= G. Kay Green =

Scottish architect

George Kay Green (3 May 1877 – December 1939) was a Scottish architect whose work after 1918 was mostly in southern England.

==Life==
Born in May 1877, Green was educated at George Watson's College, Edinburgh, and was active in business in Edinburgh from at least 1897, when he went into partnership there with William H. McLachlan. While no trace of Green's formal training as an architect has come to light, in 1899 he submitted designs for a new Upper Hall at the Signet Library, and was described as "George Kay Green, Architect". He was then of 42, Blacket Place, Edinburgh. A drawing by Green of the Laigh Hall, Edinburgh, appeared in the 1902 volume of the journal Judicial Review. Green was in Edinburgh in 1909, when he wrote from there to The Berwick Advertiser on the subject of farming in the Borders.

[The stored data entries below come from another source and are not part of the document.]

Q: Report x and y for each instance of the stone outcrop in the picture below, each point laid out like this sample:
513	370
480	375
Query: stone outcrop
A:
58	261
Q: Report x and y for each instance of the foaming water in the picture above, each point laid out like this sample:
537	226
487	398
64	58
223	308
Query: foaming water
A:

During the First World War, he served as a quartermaster sergeant in the Royal Engineers and then was commissioned as a second lieutenant into the Royal Army Service Corps. In 1920, he was living at 1, Walpole St, London S.W.3.

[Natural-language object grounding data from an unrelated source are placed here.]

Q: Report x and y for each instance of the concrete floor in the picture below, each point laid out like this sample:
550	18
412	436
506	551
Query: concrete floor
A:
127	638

In 1927, Green was a director of Peacehaven Estates Ltd, Peacehaven Hotel Company Ltd, Peacehaven Water Company Ltd, and Peacehaven Electric Light Company Ltd., which had an address at South Coast Road, Peacehaven, Sussex. In 1928 the companies also had an office at 7, Pall Mall, Westminster, and the directors were Lord Teynham (chairman), C. W. Neville (managing director), and Green. Peacehaven was a large self-build development described in 1940 as "a holiday resort or bungalow-town... founded at the end of the War of 1914–18. It lies at the edge of the cliffs, its plan being a grid of unmade roads".

In London, Green began to specialize in designing large apartment blocks. He was the architect of Sloane Avenue Mansions, an 11-storey Art Deco residential building in Chelsea, London, built between 1931 and 1933. Another such building he designed was Du Cane Court, Balham High Road, Balham, an early example of an apartment block with revolving doors, the largest block of flats in Great Britain when it was completed in 1934. Perhaps his final major building was Nell Gwynn House in Sloane Avenue, Chelsea, which was finished in 1937. The footprint of the building forms a capital W, and it makes use of Cubist geometric designs, with ancient Egyptian, Aztec, and Mayan patterns.

==Private life==
In May 1930, at Brighton, Green married Edna Kathleen Hiscock, the 27-year-old daughter of a builder, Herbert Woodbridge Hiscock, and his wife Eleanor. In 1935, they were living at 241, Richmond Road, Twickenham, and the next year at 1, Walpole Street, Chelsea. In September 1936, they announced the birth of a son, Charles. The Post Office Directory for 1938 has Green listed at 8, Orange Street, Haymarket, Westminster W.C.2. In October 1939, the family of three was back in Twickenham, and Green died a few weeks later.

When Green's widow died in 1993, her death was registered as Edna Kathleen Green or Kay-Green.